最新的SCIENCE杂志（11 July 2008）的本周新闻里的一篇文章的标题是
U.S. Graduate Training: Top Ph.D. Feeder Schools are now Chinese
Science 11 July 2008:
Vol. 321. no. 5886, p. 185
NEWS OF THE WEEK
U.S. GRADUATE TRAINING:
Top Ph.D. Feeder Schools Are Now Chinese
The summer Olympics don’t start until next month. But Chinese universities can already claim gold and silver medals in one important global competition involving institutions of higher learning.
A new study has found that the most likely undergraduate alma mater for those who earned a Ph.D. in 2006 from a U.S. university was … Tsinghua University. Peking University, its neighbor in the Chinese capital, ranks second. Between 2004 and 2006, those two schools overtook the University of California, Berkeley, as the most fertile training ground for U.S. Ph.D.s (see graph). South Korea’s Seoul National University occupies fourth place behind Berkeley, followed by Cornell University and the University of Michigan, Ann Arbor.

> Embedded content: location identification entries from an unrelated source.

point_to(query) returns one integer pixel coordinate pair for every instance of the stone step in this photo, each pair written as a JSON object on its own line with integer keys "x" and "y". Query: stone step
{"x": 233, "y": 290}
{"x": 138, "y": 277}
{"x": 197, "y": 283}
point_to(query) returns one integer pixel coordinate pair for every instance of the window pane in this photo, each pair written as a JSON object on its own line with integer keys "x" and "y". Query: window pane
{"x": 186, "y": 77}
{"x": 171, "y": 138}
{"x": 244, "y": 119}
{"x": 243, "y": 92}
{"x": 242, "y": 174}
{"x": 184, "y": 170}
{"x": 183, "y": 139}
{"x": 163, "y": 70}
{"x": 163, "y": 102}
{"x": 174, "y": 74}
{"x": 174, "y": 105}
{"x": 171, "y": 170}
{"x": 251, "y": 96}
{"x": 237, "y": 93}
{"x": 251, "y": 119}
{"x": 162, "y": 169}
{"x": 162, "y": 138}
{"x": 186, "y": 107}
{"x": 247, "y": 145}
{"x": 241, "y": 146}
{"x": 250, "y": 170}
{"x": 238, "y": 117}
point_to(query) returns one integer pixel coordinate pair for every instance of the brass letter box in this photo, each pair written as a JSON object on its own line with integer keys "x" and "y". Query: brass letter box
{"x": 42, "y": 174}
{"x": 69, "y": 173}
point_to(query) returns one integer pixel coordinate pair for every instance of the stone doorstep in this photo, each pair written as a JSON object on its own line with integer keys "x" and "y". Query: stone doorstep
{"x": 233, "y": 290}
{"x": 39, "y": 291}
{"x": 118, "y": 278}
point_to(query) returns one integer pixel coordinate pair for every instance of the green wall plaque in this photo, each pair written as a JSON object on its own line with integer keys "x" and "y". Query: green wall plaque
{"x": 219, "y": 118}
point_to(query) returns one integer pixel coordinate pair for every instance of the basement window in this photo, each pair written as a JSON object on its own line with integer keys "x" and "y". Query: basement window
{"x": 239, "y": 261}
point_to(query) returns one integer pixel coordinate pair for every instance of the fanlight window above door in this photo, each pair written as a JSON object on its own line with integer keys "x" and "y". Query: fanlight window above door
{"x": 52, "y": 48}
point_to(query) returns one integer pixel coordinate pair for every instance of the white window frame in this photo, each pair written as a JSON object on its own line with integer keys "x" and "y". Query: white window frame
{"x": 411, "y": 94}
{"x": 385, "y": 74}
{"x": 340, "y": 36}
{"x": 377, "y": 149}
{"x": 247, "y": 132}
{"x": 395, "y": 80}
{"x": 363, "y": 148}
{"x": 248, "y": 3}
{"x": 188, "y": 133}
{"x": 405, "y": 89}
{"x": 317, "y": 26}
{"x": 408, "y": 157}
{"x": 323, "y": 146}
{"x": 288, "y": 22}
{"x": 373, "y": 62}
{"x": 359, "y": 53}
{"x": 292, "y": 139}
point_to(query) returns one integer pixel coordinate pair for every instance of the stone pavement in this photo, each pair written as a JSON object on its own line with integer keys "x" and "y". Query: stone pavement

“The United States is very attractive to Chinese students, and they are certainly taking advantage of the opportunity to study here,” says Judy Sui, director of data for Berkeley’s graduate division. “At the same time, Chinese officials are trying hard to improve their system of higher education so that their students don’t have to go abroad for graduate training.”
The rankings were compiled by the Commission on Professionals in Science and Technology from a survey conducted by the U.S. National Science Foundation. In part, they reflect the fact that 37% of doctoral recipients from U.S. universities are not U.S. citizens. Sui says they also point to the wider choice of good careers available to U.S. students who hold a bachelor’s or master’s degree; foreign-born students are more likely to need a Ph.D. to find a good job, she says.
Berkeley still retains its top ranking for the number of undergraduates who went on to earn Ph.D.s over the past 10 years (1997 to 2006). But its total of 4298 isn’t that far ahead of Seoul’s 3420. And Tsinghua and Peking could well surpass their Korean rival in upcoming decadal tallies.